Es sábado y está temprano. Ella, una mujer que lleva una blusa blanca resplandeciente que, parece, ilumina su cara, está acompañada por él, su novio, y su hijo de 5 años.
El pequeño se distrae con el individual y dice que quiere colorearlo. La mama le dice que hoy no hay crayolas; el niño reacciona de mal genio y hace un amague de berrinche que pronto es aplacado por la mamá con una seguidilla de palabras melosas y la promesa de un premio según su comportamiento. El niño calla, pero se nota que está malhumorado.
Ella se muerde un labio y le sonríe a él, su pareja. “Por qué no le hice caso a mamá de dejar el niño en la casa?” piensa. Él, el hombre, que no ha pronunciado palabra hasta el momento, como leyéndole el pensamiento, le dice que tranquila, que se relaje, que la van a pasar bien. Ella responde con una sonrisa nerviosa. El niño dice incoherencias a las que ninguno de los adultos pone atención. mientras sus miradas intentan descifrar lo que el otro está pensando.
La mesera llega a tomarles el pedido. Lo hace muy rápido y por un momento parecen una familia tranquila. Ella, la mujer de la blusa blanca resplandeciente, imagina que tal vez si existe la posibilidad de un futuro junto al hombre que tiene al frente, pero es la primera vez que salen con su hijo, y a él le incomoda la presencia del niño.
Tiempo después, la mesera los saca de sus pensamientos cuando pone una canasta de pan encima de la mesa. La conversación entre ella y él está repleta de silencios incomodos, que sólo son alterados por los comentarios del niño, a los que la mamá responde con ternura y el hombre, sin saber bien cómo actuar, sólo sonríe y lanza palabras tímidas y desconectadas a la situación.

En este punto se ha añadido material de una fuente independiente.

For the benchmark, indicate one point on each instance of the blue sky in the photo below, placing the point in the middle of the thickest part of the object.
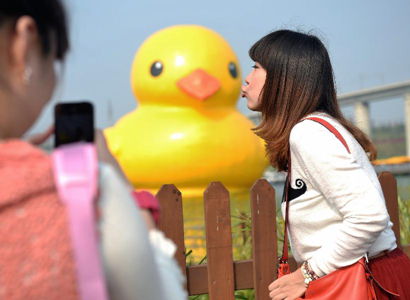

Luego de un rato de aparente calma, el niño comienza a hacer un berrinche relacionado con los panes. No le gusta el que pusieron en su plato y exige que se lo cambien. El hombre, desesperado con su comportamiento, toma un pan de la canasta, otro de su plato y los amontona en el plato del pequeño, al tiempo que lo mira como diciéndole “Ya, ¿feliz?”.
El niño deja de llorar y le da un mordisco a cada pan, luego se concentra de nuevo en el individual. La mujer y el hombre intercambian otras palabras que amortiguan con sonrisas cargadas de pena y fastidio respectivamente.
Piden la cuenta, pagan y abandonan el lugar de prisa, cada uno, incluso el niño, sumido en sus pensamientos.